Padahal, beberapa riset, salah satunya Survei Project Multatuli tahun 2021, telah  berhasil mengungkapkan adanya tindakan eksploitatif yang dialami mahasiswa selama menjalankan magang. Mahasiswa menghadapi eksploitasi berupa jam kerja yang berlebihan, beban kerja yang lebih berat daripada pegawai perusahaan itu sendiri, ketidaksesuaian perjanjian magang, hingga gangguan kesehatan mental.

Ironisnya, berdasarkan pengalaman saya di lingkungan kampus, hampir seluruh mahasiswa menyatakan tidak tahu bahwa ada kekosongan payung hukum dalam program magang yang mereka jalani. Kepercayaan mahasiswa terbangun hanya karena pihak yang mengadakan program magang adalah Kementerian Pendidikan, Kebudayaan, Riset, dan Teknologi tanpa adanya pemahaman lebih lanjut. Dengan begitu, berbagai tindakan eksploitatif terjadi tanpa mereka sadari sehingga tidak dapat ditindaklanjuti.

Baca juga:

Universitas-universitas saling berlomba-lomba untuk mendapatkan ranking teratas dalam berbagai bidang agar mendapat akreditasi tinggi. Pengembangan perguruan tinggi yang berorientasi perlombaan meraih ranking-ranking semu menciptakan ambivalensi pada program magang mahasiswa. Mahasiswa didorong untuk aktif mengikuti magang dengan dalih demi kreativitas, pengalaman praktik, dan persiapan karier. Akan tetapi, perlindungan dan jaminan kesejahteraan bagi mahasiswa saat menjalankan program tidak dilaksanakan.

Dengan kata lain, para pemangku kebijakan mengajak serta mendukung mahasiswa untuk mengikuti kegiatan magang, tetapi abai terhadap keselamatan mahasiswanya. Apakah program magang benar-benar untuk mahasiswa atau justru hanya euforia perguruan tinggi semata?

Sederhananya, jika magang sungguh diperuntukkan bagi mahasiswa, seharusnya sebelum itu terjadi, para pemegang kebijakan lebih dulu mengecek seluk-beluk program yang diajukan. Akan tetapi, alih-alih mempelajari program, pihak universitas justru langsung memberangkatkan mahasiswanya magang begitu saja. Sungguh, kecerobohan ini masih tak masuk akal di pikiran saya.

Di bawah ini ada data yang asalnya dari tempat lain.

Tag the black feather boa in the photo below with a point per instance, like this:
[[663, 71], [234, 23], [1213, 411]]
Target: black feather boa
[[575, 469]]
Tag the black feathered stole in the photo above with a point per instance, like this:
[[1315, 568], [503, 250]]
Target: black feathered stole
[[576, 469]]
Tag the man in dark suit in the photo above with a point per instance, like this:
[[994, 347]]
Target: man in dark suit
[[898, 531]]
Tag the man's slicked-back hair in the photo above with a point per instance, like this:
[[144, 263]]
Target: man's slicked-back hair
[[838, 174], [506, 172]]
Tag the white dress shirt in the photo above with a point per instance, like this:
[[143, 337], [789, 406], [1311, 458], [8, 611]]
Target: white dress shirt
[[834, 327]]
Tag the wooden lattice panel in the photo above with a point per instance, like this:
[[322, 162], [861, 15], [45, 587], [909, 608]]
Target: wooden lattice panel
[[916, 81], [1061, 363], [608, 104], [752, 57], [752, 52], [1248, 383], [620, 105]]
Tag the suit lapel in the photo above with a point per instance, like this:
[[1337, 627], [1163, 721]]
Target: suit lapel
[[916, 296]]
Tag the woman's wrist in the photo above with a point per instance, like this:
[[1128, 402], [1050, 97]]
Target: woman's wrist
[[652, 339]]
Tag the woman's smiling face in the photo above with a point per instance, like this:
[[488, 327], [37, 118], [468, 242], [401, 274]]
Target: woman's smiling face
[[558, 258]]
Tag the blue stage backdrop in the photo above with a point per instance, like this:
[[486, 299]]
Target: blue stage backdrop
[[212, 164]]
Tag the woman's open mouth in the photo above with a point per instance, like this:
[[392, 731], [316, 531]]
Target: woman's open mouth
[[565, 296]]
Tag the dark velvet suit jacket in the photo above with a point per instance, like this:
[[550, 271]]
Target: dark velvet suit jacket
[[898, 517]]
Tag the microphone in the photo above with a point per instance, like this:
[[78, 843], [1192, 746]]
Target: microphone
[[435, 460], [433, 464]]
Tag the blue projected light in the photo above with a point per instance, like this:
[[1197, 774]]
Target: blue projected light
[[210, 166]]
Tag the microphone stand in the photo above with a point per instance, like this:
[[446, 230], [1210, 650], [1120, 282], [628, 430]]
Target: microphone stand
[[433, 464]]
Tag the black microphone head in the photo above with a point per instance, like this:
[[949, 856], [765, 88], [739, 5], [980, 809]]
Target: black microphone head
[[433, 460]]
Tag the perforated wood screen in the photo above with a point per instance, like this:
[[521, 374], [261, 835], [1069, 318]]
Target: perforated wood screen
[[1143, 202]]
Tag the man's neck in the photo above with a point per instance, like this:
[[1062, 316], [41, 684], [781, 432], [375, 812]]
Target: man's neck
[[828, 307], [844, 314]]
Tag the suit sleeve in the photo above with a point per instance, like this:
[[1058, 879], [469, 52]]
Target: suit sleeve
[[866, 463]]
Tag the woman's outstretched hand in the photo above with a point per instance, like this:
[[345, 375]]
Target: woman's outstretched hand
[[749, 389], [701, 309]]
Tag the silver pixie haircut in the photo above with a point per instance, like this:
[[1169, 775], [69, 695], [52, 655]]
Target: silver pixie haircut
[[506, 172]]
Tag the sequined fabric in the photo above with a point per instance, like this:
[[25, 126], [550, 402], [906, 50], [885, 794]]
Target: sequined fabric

Kematian Mahasiswa dalam Universitas

Secara historis, program magang lahir dari kurikulum link and match yang mewajibkan setiap lembaga memberikan pembelajaran yang sama dengan kebutuhan pasar. Logika kurikulum inilah yang sampai detik ini membawa program magang untuk mahasiswa tidak jelas arahnya.

Jika negara ingin anak mudanya mampu bertarung mendapatkan pekerjaan di pasar bebas, maka negara semestinya menciptakan lembaga pelatihan kerja saja, bukan justru mengimplementasikannya pada universitas. Sebab, roh dari perguruan tinggi ialah pendidikan, penelitian, dan pengabdian. Memaksa mahasiswa untuk menjalankan program magang selama menempuh pendidikan di universitas sama saja dengan membunuh roh tersebut.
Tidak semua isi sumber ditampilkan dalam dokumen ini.